CSE's first battle was against the enormous ENSCO hazardous waste
incinerator and dump that was being planned for a poor Arizona community. In a
contract with the state of Arizona, ENSCO intended to dispose of all hazardous
waste produced by the state, as well as hundreds of thousands of tons of toxic
materials from out of state. Through letter writing, public education,
protests, demonstrations and children's art projects, Johnson and CSE teamed
with Greenpeace Action and effectively fought the project. The youths'
tenacity and savvy drew the attention of the media, and in 1991, the
governor of Arizona canceled plans for the ENSCO hazardous waste incinerator as
a result of the protests.
Since that time Johnson has traveled around the U.S. speaking on behalf of children in minority communities whose well-being has been compromised by polluting industries and waste sites. In 1991, students from the tri-state area of Ohio, West Virginia and Pennsylvania pooled their money to purchase a plane ticket for Johnson, who met with their newly-formed children's environmental group and spoke out against the WTI incinerator being built in the heart of their community. In 1996, she took part in a protest co-organized by
CSE, Greenpeace and other environmental justice groups at a railroad spur in Mobile, Arizona to stop the arrival of a train that carried forty-five car loads of DDT-contaminated
dirt from a California Superfund site. Johnson, who is of Native American and Mexican American descent, attended Arizona State University. She has recently worked with Native Americans and other groups in Ward Valley, California, where a government radioactive waste dump is planned.
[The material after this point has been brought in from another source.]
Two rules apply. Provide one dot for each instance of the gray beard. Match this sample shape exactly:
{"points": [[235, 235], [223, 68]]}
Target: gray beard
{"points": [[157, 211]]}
Johnson has crusaded in her own community, educating about recycling, styrofoam reduction and the waste problems associated with disposable diapers. In addition to her work for the environment, this energetic young woman also
devotes time to sick children, disaster victims, the homeless and AIDS groups.
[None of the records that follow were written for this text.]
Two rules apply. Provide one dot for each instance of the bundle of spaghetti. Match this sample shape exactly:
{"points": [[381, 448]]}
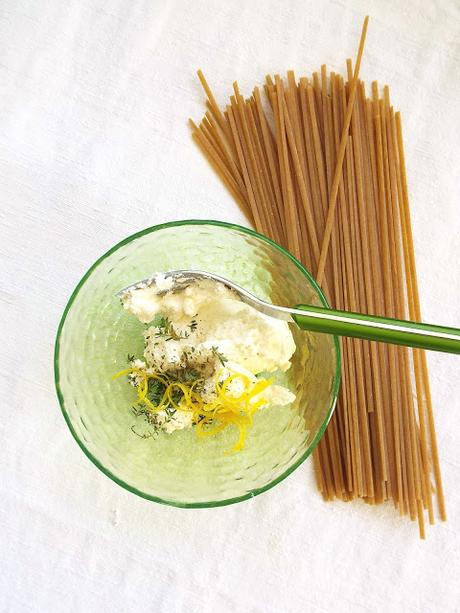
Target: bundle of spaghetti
{"points": [[319, 166]]}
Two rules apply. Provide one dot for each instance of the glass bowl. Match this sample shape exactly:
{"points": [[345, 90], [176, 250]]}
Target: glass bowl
{"points": [[95, 336]]}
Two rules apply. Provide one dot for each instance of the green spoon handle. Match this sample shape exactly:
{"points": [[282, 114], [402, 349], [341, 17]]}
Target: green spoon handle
{"points": [[373, 328]]}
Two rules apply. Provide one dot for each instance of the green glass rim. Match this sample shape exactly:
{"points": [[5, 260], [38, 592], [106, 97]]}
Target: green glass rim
{"points": [[106, 471]]}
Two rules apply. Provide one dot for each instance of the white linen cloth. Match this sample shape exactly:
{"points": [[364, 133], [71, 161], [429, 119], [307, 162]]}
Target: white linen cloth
{"points": [[94, 99]]}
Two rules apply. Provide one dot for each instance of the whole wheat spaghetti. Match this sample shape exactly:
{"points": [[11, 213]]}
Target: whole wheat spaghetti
{"points": [[319, 166]]}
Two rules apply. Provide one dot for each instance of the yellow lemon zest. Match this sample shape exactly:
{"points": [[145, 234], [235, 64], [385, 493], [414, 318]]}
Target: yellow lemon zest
{"points": [[210, 418]]}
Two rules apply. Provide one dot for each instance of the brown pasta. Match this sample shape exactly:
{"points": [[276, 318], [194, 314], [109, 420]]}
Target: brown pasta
{"points": [[320, 168]]}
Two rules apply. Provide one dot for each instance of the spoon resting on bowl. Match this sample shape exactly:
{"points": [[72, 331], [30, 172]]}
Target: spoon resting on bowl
{"points": [[321, 319]]}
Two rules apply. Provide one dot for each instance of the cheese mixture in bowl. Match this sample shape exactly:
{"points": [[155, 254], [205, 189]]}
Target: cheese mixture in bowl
{"points": [[208, 359], [226, 424]]}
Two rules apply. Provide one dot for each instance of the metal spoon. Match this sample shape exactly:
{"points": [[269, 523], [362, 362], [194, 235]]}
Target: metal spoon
{"points": [[330, 321]]}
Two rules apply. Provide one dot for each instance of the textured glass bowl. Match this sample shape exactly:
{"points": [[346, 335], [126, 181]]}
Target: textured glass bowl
{"points": [[95, 336]]}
Since receiving the Goldman Environmental Prize, Kory has been honored with several other important commendations for her impressive environmental work.
Her story was profiled by Newsweek and by the Ms. Foundation for Women, which also named her one of the Top 10 Female Role Models for 1998. In 1999 Hispanic Business selected Kory Arvizu-Johnson as one of the "100 Most Influential Hispanics", the youngest to grace the year's impressive list.